Using the Extract Document Action
- Add Extract Document to your workflow
- Configure the Document input (from trigger, previous step, or URL)
- Define your Schema using the schema builder or JSON
- The output is a structured object matching your schema
Access extracted data in subsequent steps:
{
{
steps.extract.vendor_name;
}
}
{
{
steps.extract.line_items[0].description;
}
}Document Types
Extractors handle many document types:
| Type | Examples |
|---|---|
| PDFs | Invoices, contracts, forms, reports |
| Images | Scanned documents, photos of receipts, screenshots |
| Scanned documents | Paper forms that were digitized |
| Spreadsheets | CSV, Excel, Google Sheets |
The AI adapts to different layouts automatically. An invoice from Vendor A can look completely different from Vendor B, and extraction still works.
Best Practices
Using Extractors via the API
You can run extractions programmatically using the Flint API with an API key. This is useful for integrating extraction into your own applications, scripts, or external systems without building a workflow.
Authentication
Include your API key in the Authorization header. See API Keys for how to create one with extractions:create permission.
Running an Extraction
Send a POST request to /extractions with your document file IDs and a JSON schema defining the fields to extract:
curl -X POST "https://steel.flint.com/extractions" \
-H "Authorization: Bearer your-api-key-here" \
-H "Content-Type: application/json" \
-d '{
"fileIds": ["file_abc123"],
"schema": {
"type": "object",
"properties": {
"vendor_name": {
"type": "string",
"description": "The name of the vendor or supplier"
},
"invoice_number": {
"type": "string",
"description": "The unique invoice identifier"
},
"total_amount": {
"type": "number",
"description": "The total amount due including tax"
},
"line_items": {
"type": "array",
"description": "Individual items on the invoice",
"items": {
"type": "object",
"properties": {
"description": { "type": "string" },
"quantity": { "type": "number" },
"price": { "type": "number" }
}
}
}
},
"required": ["vendor_name", "total_amount"]
}
}'The response includes the extracted data and a confidence score:
{
"id": "ext_123",
"status": "success",
"result": {
"vendor_name": "Acme Corp",
"invoice_number": "INV-2025-0042",
"total_amount": 1250.00,
"line_items": [
{ "description": "Widget A", "quantity": 5, "price": 250.00 }
]
},
"confidence": 3
}Retrieving Extraction Results
Fetch a specific extraction by ID:
curl "https://steel.flint.com/extractions/ext_123" \
-H "Authorization: Bearer your-api-key-here"Or list all extractions:
curl "https://steel.flint.com/extractions" \
-H "Authorization: Bearer your-api-key-here"A JSON Schema is a standard format (json-schema.org) for describing the structure of JSON data. It defines what fields to expect, their types (string, number, boolean, array, object), which fields are required, and descriptions of each field. Flint uses JSON Schema to tell the AI exactly what data to extract from your documents. You define the shape of the output you want, and the AI fills it in.

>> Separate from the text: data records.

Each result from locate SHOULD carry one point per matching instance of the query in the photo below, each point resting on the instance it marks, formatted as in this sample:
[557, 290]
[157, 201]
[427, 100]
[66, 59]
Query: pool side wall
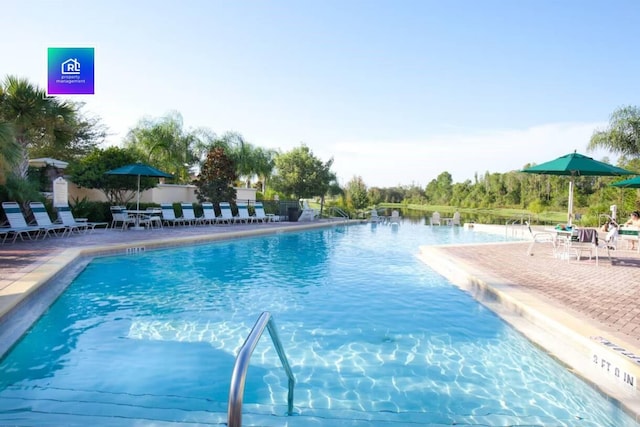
[568, 339]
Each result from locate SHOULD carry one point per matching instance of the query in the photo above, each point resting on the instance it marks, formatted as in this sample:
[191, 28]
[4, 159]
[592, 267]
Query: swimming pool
[374, 337]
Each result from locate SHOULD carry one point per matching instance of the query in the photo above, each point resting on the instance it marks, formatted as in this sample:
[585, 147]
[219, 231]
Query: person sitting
[634, 221]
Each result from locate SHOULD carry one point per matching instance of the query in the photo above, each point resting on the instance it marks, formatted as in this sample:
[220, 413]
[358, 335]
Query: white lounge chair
[17, 224]
[587, 241]
[169, 215]
[435, 218]
[226, 216]
[120, 218]
[208, 213]
[541, 237]
[41, 217]
[394, 218]
[65, 216]
[374, 216]
[456, 218]
[308, 213]
[243, 213]
[188, 214]
[260, 215]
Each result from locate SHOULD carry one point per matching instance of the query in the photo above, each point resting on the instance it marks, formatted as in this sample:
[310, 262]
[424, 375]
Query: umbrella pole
[570, 207]
[138, 204]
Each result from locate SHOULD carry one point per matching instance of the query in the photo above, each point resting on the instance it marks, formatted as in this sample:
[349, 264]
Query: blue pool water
[374, 338]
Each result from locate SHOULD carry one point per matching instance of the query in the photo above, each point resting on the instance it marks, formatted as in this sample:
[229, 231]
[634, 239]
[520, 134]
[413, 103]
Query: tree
[623, 134]
[217, 177]
[357, 197]
[302, 175]
[10, 151]
[264, 165]
[164, 142]
[44, 126]
[89, 172]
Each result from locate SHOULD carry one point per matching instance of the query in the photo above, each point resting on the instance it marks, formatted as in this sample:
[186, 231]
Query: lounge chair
[243, 213]
[435, 218]
[41, 217]
[17, 224]
[65, 216]
[188, 214]
[169, 215]
[541, 237]
[630, 234]
[121, 218]
[154, 217]
[374, 216]
[226, 216]
[586, 240]
[394, 219]
[208, 213]
[308, 213]
[456, 218]
[260, 215]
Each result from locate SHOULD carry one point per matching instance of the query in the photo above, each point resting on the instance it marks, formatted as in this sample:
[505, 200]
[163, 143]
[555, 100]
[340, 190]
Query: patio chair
[65, 216]
[260, 216]
[586, 241]
[17, 224]
[154, 217]
[243, 213]
[435, 218]
[121, 218]
[394, 219]
[169, 215]
[226, 216]
[41, 217]
[188, 214]
[375, 218]
[456, 218]
[541, 237]
[208, 213]
[630, 234]
[308, 213]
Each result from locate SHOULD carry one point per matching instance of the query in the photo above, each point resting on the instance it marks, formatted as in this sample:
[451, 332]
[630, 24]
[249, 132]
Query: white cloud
[389, 163]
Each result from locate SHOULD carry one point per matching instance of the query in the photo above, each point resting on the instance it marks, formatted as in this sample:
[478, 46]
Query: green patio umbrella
[139, 169]
[628, 183]
[573, 165]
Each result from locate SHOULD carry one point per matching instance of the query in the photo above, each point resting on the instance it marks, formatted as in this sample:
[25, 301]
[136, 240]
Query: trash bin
[293, 214]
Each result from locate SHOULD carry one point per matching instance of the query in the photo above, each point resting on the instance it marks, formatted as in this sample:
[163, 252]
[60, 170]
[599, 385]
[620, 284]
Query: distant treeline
[535, 193]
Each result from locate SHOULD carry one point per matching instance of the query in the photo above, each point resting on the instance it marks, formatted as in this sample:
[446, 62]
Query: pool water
[374, 337]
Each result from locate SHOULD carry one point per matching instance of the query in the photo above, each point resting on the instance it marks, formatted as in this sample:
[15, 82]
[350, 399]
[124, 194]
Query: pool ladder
[236, 390]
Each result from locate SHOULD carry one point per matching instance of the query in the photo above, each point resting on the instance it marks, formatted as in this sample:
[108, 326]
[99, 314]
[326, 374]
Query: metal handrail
[510, 231]
[238, 377]
[338, 213]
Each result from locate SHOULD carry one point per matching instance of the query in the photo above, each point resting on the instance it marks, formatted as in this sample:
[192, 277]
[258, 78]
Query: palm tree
[623, 135]
[37, 120]
[165, 144]
[10, 151]
[264, 165]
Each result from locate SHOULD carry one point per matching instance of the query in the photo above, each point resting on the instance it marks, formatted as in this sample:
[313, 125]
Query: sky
[396, 92]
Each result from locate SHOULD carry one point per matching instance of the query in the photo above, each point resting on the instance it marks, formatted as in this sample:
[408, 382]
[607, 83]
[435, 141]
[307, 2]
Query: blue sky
[395, 91]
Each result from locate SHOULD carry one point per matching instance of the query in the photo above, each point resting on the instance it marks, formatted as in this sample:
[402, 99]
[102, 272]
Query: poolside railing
[515, 227]
[238, 377]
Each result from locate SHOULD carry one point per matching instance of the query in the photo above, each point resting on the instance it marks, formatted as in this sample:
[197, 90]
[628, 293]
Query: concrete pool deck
[586, 316]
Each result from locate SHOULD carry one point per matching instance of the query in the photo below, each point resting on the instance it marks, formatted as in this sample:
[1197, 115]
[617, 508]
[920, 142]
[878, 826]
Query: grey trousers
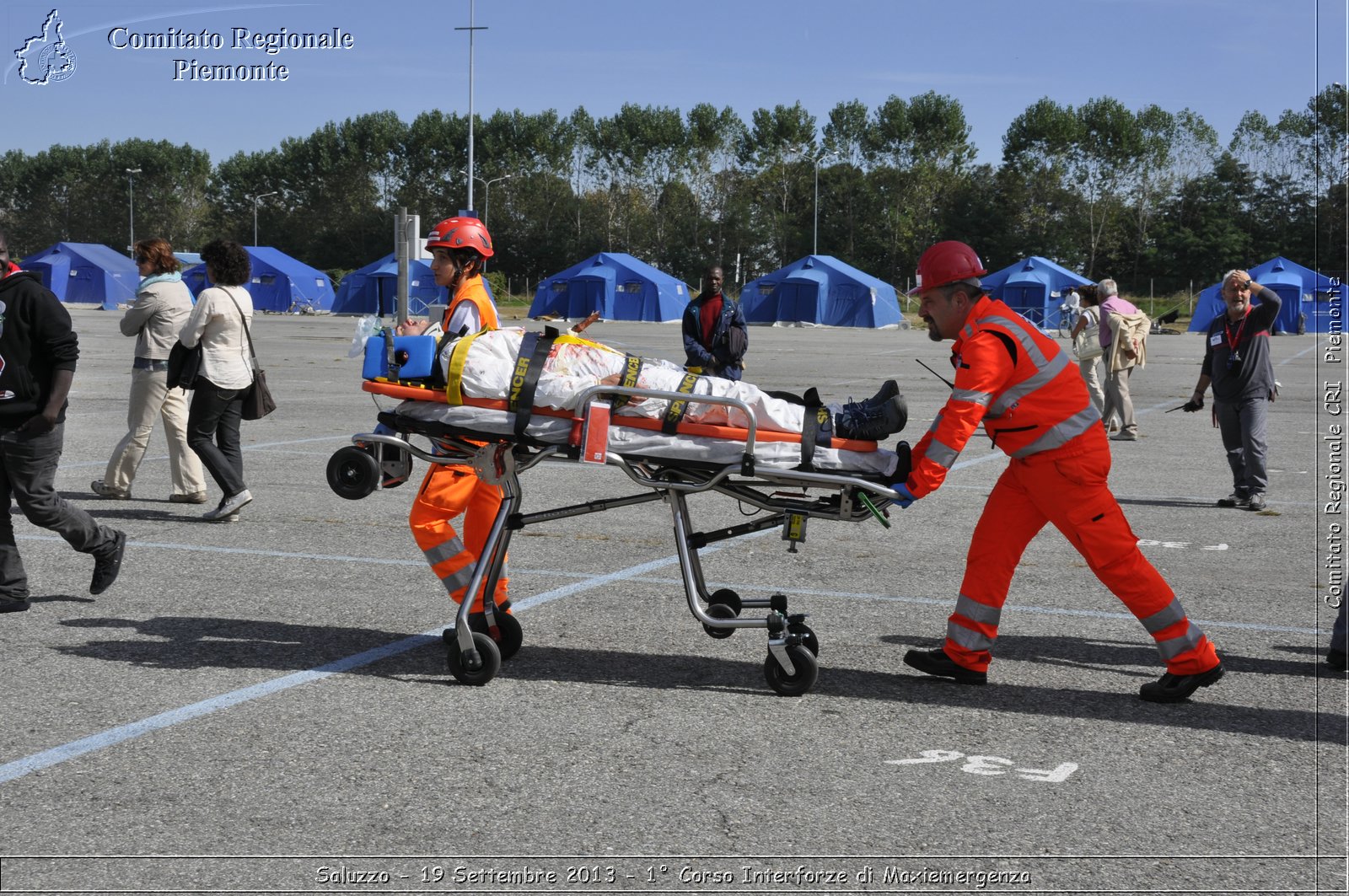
[27, 475]
[1243, 427]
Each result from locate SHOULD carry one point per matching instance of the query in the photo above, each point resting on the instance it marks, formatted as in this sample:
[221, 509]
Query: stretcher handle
[750, 428]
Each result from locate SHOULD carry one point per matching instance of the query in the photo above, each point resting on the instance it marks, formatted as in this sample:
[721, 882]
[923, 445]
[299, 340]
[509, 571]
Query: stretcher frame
[479, 642]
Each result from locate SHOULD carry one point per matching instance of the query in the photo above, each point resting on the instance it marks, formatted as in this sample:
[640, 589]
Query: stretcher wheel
[352, 474]
[719, 612]
[510, 636]
[728, 598]
[486, 649]
[807, 669]
[809, 639]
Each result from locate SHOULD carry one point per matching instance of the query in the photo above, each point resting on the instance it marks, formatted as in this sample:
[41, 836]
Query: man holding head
[1034, 406]
[1236, 361]
[715, 339]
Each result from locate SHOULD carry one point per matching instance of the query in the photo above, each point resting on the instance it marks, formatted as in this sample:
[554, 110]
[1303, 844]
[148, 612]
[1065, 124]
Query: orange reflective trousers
[1069, 489]
[445, 494]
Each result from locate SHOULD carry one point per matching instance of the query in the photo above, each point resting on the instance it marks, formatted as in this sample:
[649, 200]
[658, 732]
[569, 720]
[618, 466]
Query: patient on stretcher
[485, 366]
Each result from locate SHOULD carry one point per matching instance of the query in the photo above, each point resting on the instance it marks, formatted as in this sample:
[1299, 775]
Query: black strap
[632, 373]
[524, 382]
[679, 408]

Example: Processing Incoming Invoices
A typical invoice processing workflow:
- Email Trigger — Invoice arrives as email attachment
- Extract Document — Pull vendor, amount, line items, dates
- Intervention — Reviewer verifies extracted data
- HTTP Call — Send approved data to accounting system
- Fill Document — Generate a payment authorization form
The extraction step turns an unstructured PDF into clean, structured data that flows through your entire process.
Accuracy and Confidence
Extraction accuracy depends on:
- Document quality — Clear scans extract better than blurry photos
- Schema clarity — Descriptive field names and descriptions help
- Document complexity — Simple forms are easier than dense contracts
For critical data, pair extraction with intervention review to catch and correct any errors before they propagate.